The mathematics are ruthless. A party winning 55 percent of the statewide vote can, with skillful line-drawing, capture 70 or 80 percent of legislative seats. The inverse is also possible: a party with minority support can secure majority representation. This is not hypothetical. It has happened repeatedly in states where one party controls the redistricting process.

Why courts struggle to intervene

Judicial efforts to constrain gerrymandering have produced a fragmented and often contradictory body of law. Racial gerrymandering—drawing lines to dilute minority voting power—violates the Voting Rights Act and the Equal Protection Clause, and courts have struck down numerous maps on these grounds. But partisan gerrymandering exists in a different legal category. The Supreme Court ruled in 2019 that federal courts cannot adjudicate claims of excessive partisan gerrymandering, deeming such questions beyond judicial competence. The matter was left to state courts, state constitutions, and the political process itself.
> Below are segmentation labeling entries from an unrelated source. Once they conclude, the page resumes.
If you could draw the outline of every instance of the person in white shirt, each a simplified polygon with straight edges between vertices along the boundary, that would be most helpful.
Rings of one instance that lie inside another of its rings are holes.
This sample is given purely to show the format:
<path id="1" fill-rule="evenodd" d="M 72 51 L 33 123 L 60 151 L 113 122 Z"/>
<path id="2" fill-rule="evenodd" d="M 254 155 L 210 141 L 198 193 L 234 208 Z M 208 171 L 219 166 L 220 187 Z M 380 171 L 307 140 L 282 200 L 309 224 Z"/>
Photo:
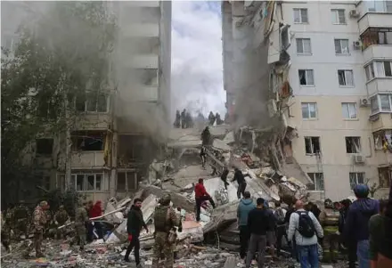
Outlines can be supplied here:
<path id="1" fill-rule="evenodd" d="M 301 200 L 296 202 L 296 212 L 292 213 L 289 223 L 289 240 L 295 237 L 297 254 L 301 268 L 319 267 L 317 237 L 323 238 L 323 228 L 314 215 L 304 209 Z"/>

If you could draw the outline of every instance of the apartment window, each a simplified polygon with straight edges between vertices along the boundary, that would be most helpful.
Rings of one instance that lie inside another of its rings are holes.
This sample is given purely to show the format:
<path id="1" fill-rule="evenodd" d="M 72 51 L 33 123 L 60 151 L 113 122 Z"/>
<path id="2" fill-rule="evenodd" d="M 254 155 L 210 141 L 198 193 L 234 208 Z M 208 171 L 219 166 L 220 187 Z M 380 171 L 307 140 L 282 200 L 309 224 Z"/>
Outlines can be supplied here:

This has produced a patchwork of outcomes. Some state courts have aggressively policed partisan maps under their own constitutional provisions. Others have deferred to legislative prerogative. A handful of states have transferred redistricting authority to independent commissions, removing the process from direct legislative control. But in most of the country, the party that wins the state legislature in a year ending in zero controls the maps for the following decade.

The self-reinforcing cycle

Gerrymandering does more than determine which party holds power. It shapes the character of that power. When districts are drawn to be safely partisan, the real competition shifts from general elections to primaries, where more ideologically motivated voters dominate. This pushes candidates toward their party's poles, rewarding those who appeal to the base rather than the median voter. The result is a legislature populated by members who have little electoral incentive to compromise and considerable incentive to perform for their most engaged supporters.

The feedback loop is difficult to break. Legislators elected through gerrymandered maps have no interest in reforming the system that elected them. Voters in safe districts may not even recognize the problem, since their preferred party keeps winning. And the technical complexity of redistricting—the dense thicket of census blocks, precinct boundaries, and demographic projections—makes it difficult for the public to engage meaningfully with the process.

Our take

Gerrymandering is not a bug in American democracy; it is a feature that has been present since the founding. What has changed is the precision of the tools available to those who draw the lines. The question is not whether politicians will seek partisan advantage—they always have and always will—but whether the system can impose meaningful constraints on that impulse. Independent commissions are an imperfect solution, vulnerable to their own forms of capture and manipulation. But they at least introduce friction into a process that has become frictionless. The alternative is a system where voters do not choose their representatives; representatives choose their voters.